Putri mengamati Rindu dengan tatapan prihatin. “Bener kan, jidat lo memar. Besok bakal tambah ungu warnanya. Mana dikompresnya cuma pake air dingin nggak jelas gitu lagi.”

“Nanti sampai hotel, lo kompres lagi yang lama pakai es batu. Pasti memarnya akan kurang dikit. Besok, kita tutup pakai concealer gue yang antibadai itu. Pasti beres. Untung lo udah cakep, Rin. Benjol dikit nggak masalah lah,” hibur Ayra, yang terkenal selalu membawa perlengkapan make-up komplet di dalam tasnya.

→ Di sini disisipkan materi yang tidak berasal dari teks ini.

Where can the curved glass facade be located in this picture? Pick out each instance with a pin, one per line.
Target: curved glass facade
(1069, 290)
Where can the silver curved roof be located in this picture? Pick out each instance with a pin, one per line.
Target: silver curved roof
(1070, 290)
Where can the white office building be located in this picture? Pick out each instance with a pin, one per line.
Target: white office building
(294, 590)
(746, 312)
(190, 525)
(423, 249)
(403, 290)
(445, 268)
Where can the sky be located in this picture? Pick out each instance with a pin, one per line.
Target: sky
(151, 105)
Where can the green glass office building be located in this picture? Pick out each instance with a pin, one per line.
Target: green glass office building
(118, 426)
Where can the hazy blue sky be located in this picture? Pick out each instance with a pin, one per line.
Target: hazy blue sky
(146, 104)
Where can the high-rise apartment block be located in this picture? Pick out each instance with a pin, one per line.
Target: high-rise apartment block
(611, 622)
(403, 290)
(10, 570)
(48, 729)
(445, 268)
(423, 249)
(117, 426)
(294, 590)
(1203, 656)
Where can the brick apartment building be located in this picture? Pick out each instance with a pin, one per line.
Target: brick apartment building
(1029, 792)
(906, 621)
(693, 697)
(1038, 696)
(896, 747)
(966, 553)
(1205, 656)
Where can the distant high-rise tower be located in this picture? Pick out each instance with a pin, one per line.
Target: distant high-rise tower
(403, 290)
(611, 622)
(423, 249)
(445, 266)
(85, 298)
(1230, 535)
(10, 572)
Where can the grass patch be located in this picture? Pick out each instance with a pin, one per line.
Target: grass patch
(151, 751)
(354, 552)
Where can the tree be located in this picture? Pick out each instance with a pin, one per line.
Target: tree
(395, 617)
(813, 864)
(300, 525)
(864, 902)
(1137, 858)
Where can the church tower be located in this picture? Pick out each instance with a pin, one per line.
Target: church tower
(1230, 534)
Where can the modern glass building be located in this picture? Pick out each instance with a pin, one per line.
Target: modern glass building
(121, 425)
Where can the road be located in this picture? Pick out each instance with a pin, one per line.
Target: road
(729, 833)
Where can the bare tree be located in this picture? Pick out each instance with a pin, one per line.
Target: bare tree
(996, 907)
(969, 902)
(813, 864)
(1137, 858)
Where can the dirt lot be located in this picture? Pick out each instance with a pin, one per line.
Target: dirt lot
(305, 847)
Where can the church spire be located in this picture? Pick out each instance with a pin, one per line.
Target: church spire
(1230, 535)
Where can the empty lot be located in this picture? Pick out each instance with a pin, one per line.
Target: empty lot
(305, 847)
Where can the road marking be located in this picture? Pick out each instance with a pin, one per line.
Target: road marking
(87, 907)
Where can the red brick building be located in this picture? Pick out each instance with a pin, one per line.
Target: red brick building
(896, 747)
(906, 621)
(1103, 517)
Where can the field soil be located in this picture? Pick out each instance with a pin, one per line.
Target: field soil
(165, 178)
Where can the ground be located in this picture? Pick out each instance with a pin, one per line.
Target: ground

Mereka cekikikan, termasuk Rindu yang sudah merasa lebih baik. Ia bersyukur karena matahari mulai melunak panasnya menjelang senja. Waktu mereka selesai dan kembali dipimpin Bu Novita berjalan keluar dari lokasi acara, Rindu sempat bertatapan lagi dengan cowok itu. Ia masih berdiri tidak jauh dari mereka. Mungkin cowok itu masih menunggu giliran sekolahnya dipanggil. Rindu tidak tahu cabang kesenian mana yang ia ikuti. Mungkin lomba band, karena dari tadi, tinggal kategori band yang belum naik panggung.

“Rindu! Ayo, cepetan!” Putri yang sudah berjalan agak jauh di depannya memanggil.

Rindu memalingkan muka dari cowok itu dan terus berjalan. Ia memutuskan untuk melupakan kejadian itu.